We must take a stand against immoral mob mentality if we want to be able to continue to practice Christianity, much less enjoy speculative fiction, in the years to come.

L. Jagi Lamplighter is the author of the YA fantasy series The Books of Unexpected Enlightenment. Its third book was nominated for the YA Dragon Award in 2017. The fourth book won the first YA Ribbit Award, and the fifth book won the 2021 Helicon Award for Best Fantasy. She is also the author of the Prospero’s Daughter series: Prospero Lost, Prospero In Hell, andProspero Regained, as well as numerous articles and short stories. She also has an anthology of her own works, In the Lamplight, as well as edits and teaches writing.
  1. Patrick T. says:

    Did the author cave? Or was the decision made by her publisher? This is a tragedy, to be sure. And something of a cautionary tale about ideological mobs and censorship, but I think some things have as much power over us as we grant them. I agree the best ways to ‘resist’ are to support like-minded authors and produce our own best work as examples of quality alternatives, but also to see this kind of intimidation and harassment for what it is: pout-rage and group-think. It isn’t as important, accurate, or correct as it proclaims, and deserves to be ignored and whither in obscurity. An old, white, dead Confederate General once said “Never take counsel of your fears.” Old, white, dead and Confederate he may be, he was right. I feel for Ms. Zhao, but end of the day, I think she caved not so much to the mob, but to the fears they (successfully) stirred up in her.

    • E.F.B. says:

      My understanding is that her publishers were planning to move forward with the release.

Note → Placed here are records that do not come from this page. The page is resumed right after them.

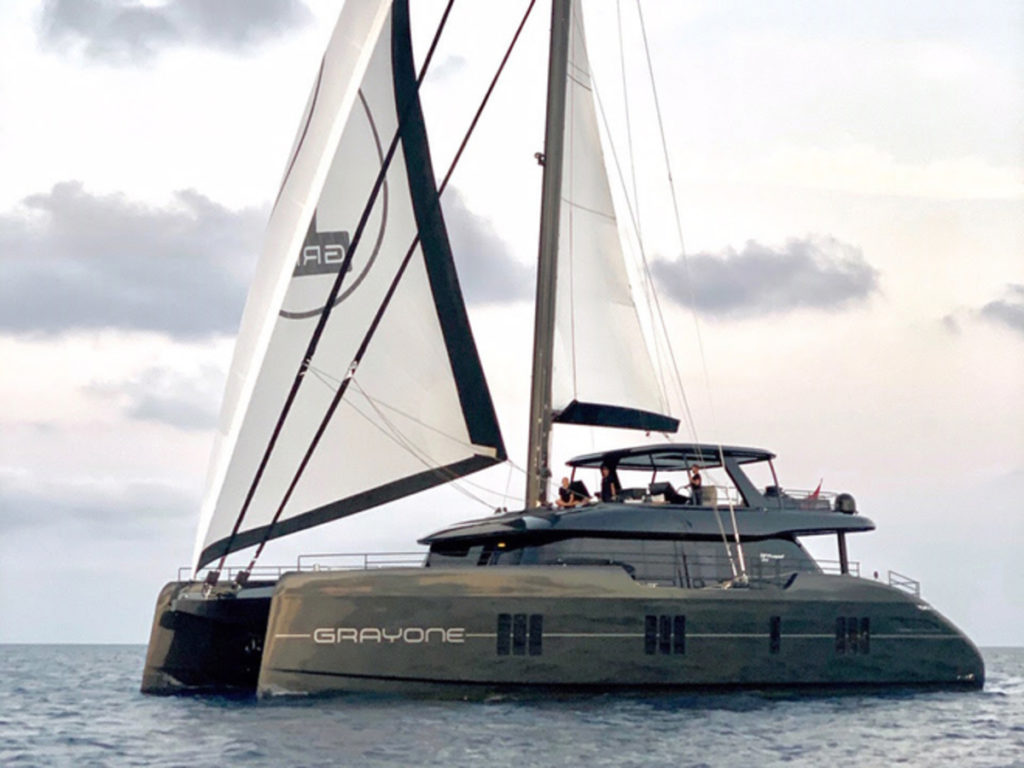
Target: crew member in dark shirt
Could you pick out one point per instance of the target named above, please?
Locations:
(609, 483)
(569, 495)
(696, 496)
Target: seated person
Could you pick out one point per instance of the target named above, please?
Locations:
(571, 494)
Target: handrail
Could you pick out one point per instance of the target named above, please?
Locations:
(904, 583)
(337, 561)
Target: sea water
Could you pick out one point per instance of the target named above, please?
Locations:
(80, 706)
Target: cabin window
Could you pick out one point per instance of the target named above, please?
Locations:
(663, 562)
(455, 557)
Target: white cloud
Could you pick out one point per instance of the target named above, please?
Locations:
(130, 32)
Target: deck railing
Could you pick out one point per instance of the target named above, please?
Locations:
(905, 583)
(315, 562)
(699, 571)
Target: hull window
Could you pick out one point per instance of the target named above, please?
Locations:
(519, 634)
(775, 634)
(853, 635)
(665, 634)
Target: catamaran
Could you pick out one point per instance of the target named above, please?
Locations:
(356, 381)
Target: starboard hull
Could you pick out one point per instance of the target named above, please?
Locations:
(482, 631)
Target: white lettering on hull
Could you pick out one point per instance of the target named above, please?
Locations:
(410, 635)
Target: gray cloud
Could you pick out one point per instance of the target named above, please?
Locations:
(126, 31)
(187, 401)
(1008, 311)
(487, 272)
(811, 273)
(122, 510)
(74, 260)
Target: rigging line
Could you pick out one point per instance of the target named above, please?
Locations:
(329, 305)
(570, 156)
(626, 109)
(334, 382)
(678, 222)
(392, 433)
(386, 300)
(649, 284)
(422, 456)
(689, 282)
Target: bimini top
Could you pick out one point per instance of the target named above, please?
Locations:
(671, 457)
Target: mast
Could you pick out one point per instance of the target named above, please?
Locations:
(547, 265)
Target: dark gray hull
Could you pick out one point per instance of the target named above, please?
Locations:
(480, 631)
(206, 644)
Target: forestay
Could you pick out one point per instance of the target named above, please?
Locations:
(417, 412)
(602, 373)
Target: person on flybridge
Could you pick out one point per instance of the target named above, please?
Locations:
(609, 483)
(571, 494)
(696, 495)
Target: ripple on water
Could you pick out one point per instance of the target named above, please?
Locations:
(80, 706)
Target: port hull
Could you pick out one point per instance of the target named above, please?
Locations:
(481, 631)
(206, 643)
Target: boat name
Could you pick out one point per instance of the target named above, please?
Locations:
(411, 635)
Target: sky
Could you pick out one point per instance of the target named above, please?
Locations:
(850, 186)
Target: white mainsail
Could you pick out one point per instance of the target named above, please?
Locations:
(602, 370)
(417, 411)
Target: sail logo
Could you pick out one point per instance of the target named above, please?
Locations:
(409, 635)
(323, 253)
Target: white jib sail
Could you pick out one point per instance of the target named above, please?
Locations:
(602, 370)
(417, 412)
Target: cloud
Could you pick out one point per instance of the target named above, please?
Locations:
(124, 509)
(809, 273)
(487, 271)
(128, 32)
(167, 395)
(448, 68)
(1008, 311)
(74, 260)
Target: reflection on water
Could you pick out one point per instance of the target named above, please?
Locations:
(80, 706)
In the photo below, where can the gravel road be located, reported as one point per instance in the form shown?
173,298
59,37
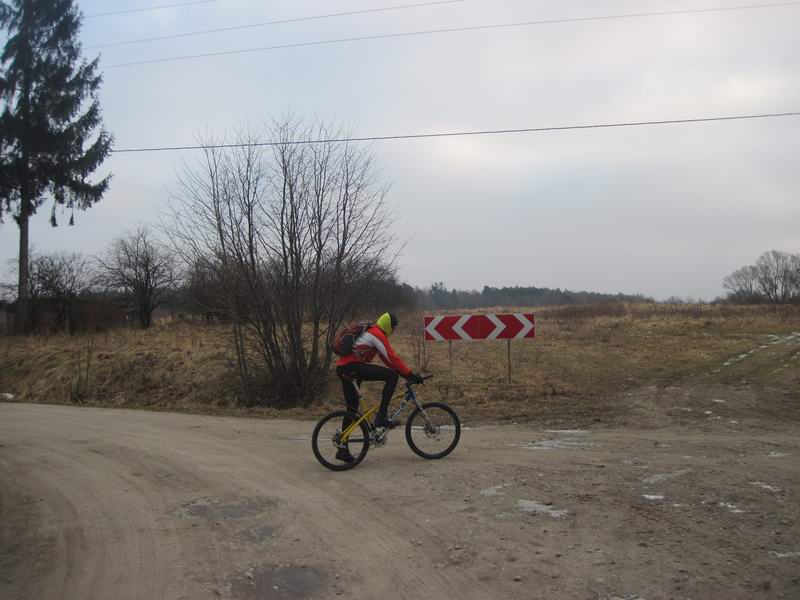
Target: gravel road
118,504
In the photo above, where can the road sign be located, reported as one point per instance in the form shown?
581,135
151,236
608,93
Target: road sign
479,327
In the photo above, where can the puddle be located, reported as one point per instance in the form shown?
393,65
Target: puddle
784,554
214,508
530,506
277,583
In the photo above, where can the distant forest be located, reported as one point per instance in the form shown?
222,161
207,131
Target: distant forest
438,296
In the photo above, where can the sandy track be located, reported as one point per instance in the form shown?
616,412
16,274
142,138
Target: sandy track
128,504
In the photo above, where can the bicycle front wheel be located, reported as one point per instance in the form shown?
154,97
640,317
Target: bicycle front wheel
331,449
433,430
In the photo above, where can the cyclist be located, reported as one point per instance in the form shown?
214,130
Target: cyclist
356,367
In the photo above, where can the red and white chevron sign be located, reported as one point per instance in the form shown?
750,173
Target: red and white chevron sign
479,327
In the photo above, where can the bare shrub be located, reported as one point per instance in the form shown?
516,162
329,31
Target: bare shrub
298,234
142,270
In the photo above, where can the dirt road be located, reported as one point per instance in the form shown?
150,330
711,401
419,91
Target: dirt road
116,504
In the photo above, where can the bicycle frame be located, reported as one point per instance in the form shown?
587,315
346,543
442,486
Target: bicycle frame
410,396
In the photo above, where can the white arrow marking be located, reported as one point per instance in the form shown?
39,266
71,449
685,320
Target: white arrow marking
527,325
499,327
431,329
458,327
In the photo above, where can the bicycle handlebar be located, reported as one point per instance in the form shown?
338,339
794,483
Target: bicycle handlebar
422,378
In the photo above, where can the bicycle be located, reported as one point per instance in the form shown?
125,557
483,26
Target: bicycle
432,423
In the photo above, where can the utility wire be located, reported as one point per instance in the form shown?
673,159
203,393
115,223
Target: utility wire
269,23
148,9
453,30
459,133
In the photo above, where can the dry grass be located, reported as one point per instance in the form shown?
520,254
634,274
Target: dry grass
581,357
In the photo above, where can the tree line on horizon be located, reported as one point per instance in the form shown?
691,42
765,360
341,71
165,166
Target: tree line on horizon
773,279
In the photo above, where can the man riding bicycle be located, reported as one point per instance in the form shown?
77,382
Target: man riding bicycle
356,367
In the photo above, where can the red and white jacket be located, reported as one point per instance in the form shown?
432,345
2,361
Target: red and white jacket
374,341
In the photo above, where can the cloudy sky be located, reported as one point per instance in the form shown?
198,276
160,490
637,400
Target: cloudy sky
659,210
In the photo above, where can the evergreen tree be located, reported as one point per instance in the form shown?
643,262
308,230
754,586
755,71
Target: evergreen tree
48,145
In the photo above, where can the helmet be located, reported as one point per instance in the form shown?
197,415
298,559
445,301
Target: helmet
387,322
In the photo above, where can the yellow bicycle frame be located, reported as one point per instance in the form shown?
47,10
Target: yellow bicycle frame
365,415
353,426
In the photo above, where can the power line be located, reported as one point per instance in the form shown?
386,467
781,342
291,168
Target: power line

She contacted them and asked them not to. Bless her heart, I understand how upsetting it must have been to have people internet-screaming at her like that, but in reality, that’s all they can do: scream. I agree that she needed to stand firm. Caving just gives the mob power they don’t deserve and encourages them to keep behaving in this manner in order to get what they want.

      • Actually, they can do a lot more than just scream, and I think that’s probably the reason she had them take the book off the presses. Rather than churn up anger, she probably thought it better for everyone to let the pressure die down.

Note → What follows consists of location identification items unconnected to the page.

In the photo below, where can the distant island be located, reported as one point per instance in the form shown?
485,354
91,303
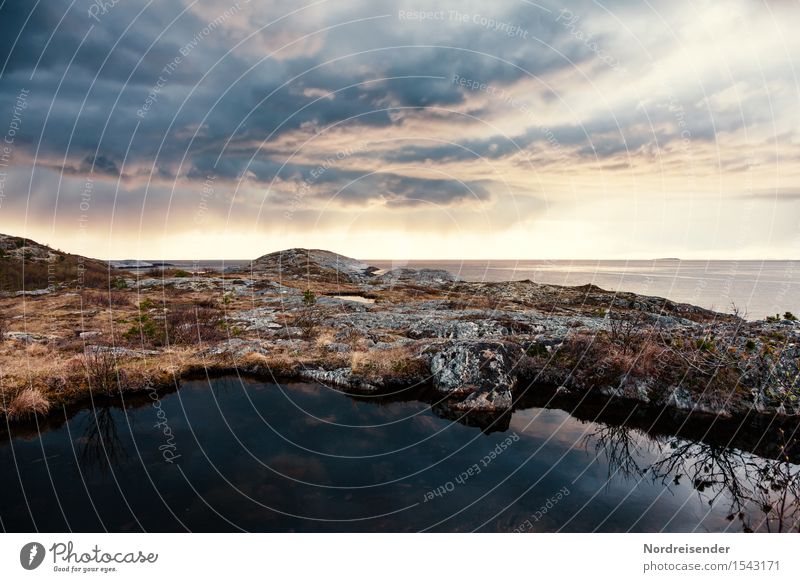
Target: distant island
72,327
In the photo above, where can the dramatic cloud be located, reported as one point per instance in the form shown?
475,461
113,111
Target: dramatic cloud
485,129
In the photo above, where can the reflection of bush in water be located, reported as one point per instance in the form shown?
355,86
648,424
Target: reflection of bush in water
764,494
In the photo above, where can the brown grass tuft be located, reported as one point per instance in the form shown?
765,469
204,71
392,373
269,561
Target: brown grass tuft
30,402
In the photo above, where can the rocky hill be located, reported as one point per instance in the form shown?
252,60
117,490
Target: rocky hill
30,266
312,264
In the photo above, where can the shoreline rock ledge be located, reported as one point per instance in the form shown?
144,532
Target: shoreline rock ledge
473,347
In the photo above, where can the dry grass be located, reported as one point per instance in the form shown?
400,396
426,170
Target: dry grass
27,404
396,364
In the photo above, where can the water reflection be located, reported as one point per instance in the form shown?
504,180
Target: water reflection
101,447
761,494
303,457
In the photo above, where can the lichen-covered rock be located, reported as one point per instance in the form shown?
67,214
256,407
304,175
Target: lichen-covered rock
476,375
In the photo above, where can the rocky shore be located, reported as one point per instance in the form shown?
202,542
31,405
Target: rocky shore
474,347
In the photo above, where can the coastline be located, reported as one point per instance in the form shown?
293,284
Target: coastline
296,315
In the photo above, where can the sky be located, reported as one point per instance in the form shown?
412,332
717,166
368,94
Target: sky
183,129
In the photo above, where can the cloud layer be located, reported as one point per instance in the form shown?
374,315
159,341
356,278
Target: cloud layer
475,129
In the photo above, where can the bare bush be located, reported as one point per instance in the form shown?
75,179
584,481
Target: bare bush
101,371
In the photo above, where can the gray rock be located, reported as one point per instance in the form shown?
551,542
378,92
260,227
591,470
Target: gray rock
479,375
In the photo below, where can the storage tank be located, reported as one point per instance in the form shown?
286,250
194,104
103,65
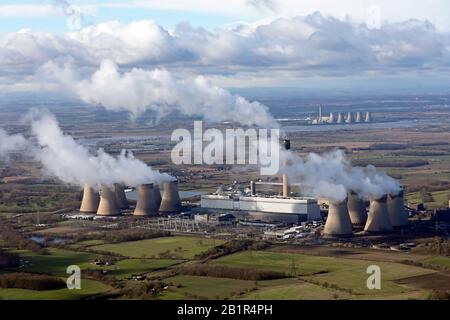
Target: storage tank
146,204
396,209
171,202
356,209
108,203
338,222
121,198
378,218
90,201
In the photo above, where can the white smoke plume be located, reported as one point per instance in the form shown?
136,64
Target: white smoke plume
62,157
139,90
332,176
11,143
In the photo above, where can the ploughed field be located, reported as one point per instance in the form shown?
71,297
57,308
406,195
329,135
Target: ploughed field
304,275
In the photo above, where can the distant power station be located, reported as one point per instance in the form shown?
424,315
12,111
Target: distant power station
339,118
111,201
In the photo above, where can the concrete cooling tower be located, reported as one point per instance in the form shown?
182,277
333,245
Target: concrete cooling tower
396,209
121,198
378,219
170,202
338,221
356,209
90,201
108,203
157,192
350,118
147,203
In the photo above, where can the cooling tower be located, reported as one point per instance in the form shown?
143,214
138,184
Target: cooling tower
157,194
338,221
332,119
350,118
378,217
171,199
90,201
121,198
108,203
356,209
147,203
396,209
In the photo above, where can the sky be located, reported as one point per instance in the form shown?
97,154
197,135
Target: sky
235,43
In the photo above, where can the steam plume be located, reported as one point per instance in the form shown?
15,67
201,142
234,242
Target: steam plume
62,157
139,90
331,176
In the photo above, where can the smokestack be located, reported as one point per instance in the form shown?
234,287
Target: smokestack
286,187
338,221
396,209
253,188
108,203
349,118
157,192
147,203
90,201
378,218
171,199
121,198
356,209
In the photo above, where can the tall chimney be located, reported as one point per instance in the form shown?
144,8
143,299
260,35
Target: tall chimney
378,218
338,222
356,209
157,192
171,199
396,209
147,203
121,198
90,201
332,118
108,203
286,186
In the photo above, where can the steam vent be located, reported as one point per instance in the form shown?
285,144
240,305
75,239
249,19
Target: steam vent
338,221
378,219
121,198
90,201
170,202
108,203
147,204
396,209
356,209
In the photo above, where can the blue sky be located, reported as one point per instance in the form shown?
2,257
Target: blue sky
235,43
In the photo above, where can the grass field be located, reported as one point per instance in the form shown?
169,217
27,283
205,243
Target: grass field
179,247
346,274
88,288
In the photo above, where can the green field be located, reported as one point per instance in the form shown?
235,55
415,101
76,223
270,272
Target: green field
88,288
179,247
346,274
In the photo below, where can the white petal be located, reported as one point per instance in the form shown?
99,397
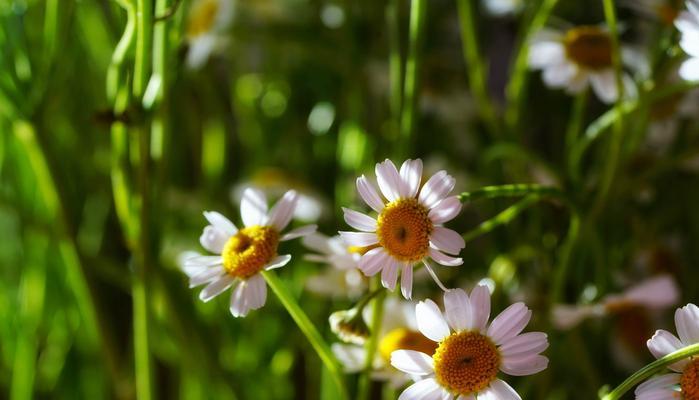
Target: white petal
480,307
220,222
426,389
430,321
253,207
368,193
412,362
457,309
444,259
389,180
445,210
278,262
436,189
359,239
280,215
216,287
447,240
509,323
299,232
411,174
359,221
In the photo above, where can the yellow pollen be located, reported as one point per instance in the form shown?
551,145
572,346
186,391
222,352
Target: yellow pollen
689,383
589,47
466,362
404,230
405,339
249,250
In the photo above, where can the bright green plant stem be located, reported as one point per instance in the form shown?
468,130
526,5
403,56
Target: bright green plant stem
308,329
652,369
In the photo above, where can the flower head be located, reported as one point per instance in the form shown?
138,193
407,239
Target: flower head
684,381
408,229
470,353
244,253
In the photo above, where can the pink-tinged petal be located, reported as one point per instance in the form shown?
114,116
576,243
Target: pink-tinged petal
447,240
253,207
411,174
216,287
426,389
457,309
480,307
389,180
281,213
369,194
446,210
444,259
359,239
430,321
412,362
436,189
406,281
373,261
509,323
220,222
359,221
278,262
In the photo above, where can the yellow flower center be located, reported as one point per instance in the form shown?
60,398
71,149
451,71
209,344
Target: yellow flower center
466,362
404,229
589,47
689,383
249,250
405,339
202,17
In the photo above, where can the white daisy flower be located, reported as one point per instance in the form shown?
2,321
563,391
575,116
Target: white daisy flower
471,353
688,25
398,331
684,381
576,59
207,21
244,253
409,228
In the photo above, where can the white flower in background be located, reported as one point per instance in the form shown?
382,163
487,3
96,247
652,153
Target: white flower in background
343,279
576,59
409,228
398,331
471,353
654,293
684,381
207,21
244,253
688,25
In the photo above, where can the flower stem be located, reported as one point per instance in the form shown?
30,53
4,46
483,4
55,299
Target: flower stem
651,369
308,329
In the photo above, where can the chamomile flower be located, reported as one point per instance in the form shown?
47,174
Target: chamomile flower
684,381
207,21
409,228
471,353
688,25
576,59
244,253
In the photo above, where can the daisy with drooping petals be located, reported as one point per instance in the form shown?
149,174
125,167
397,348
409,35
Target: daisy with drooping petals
688,25
409,228
244,253
684,382
471,353
576,59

        • Exactly. Sometimes when people get angry on the internet, they can dox people and/or get violent. Or even simply ruin someone’s reputation. It’s an issue that takes a lot of caution and thought to handle right.

        • Patrick T. says:

          “A lot more than scream- – ”

          Like what? Threaten her life? That’s prosecute-able. Threaten not to buy her books? or books from that publisher? OK… but really? Do these people read anything other than their own propaganda? Do boycotts work or last very long?

          I’m not suggesting it wasn’t uncomfortable, ugly, and shocking, but from what I’ve seen, the mob’s outrage is insanely fickle; their ire will switch to the next target/next offender in the blink of an eye. In the meantime, she had free publicity and a chance to stand up to bullies as an example of reason and creative expression.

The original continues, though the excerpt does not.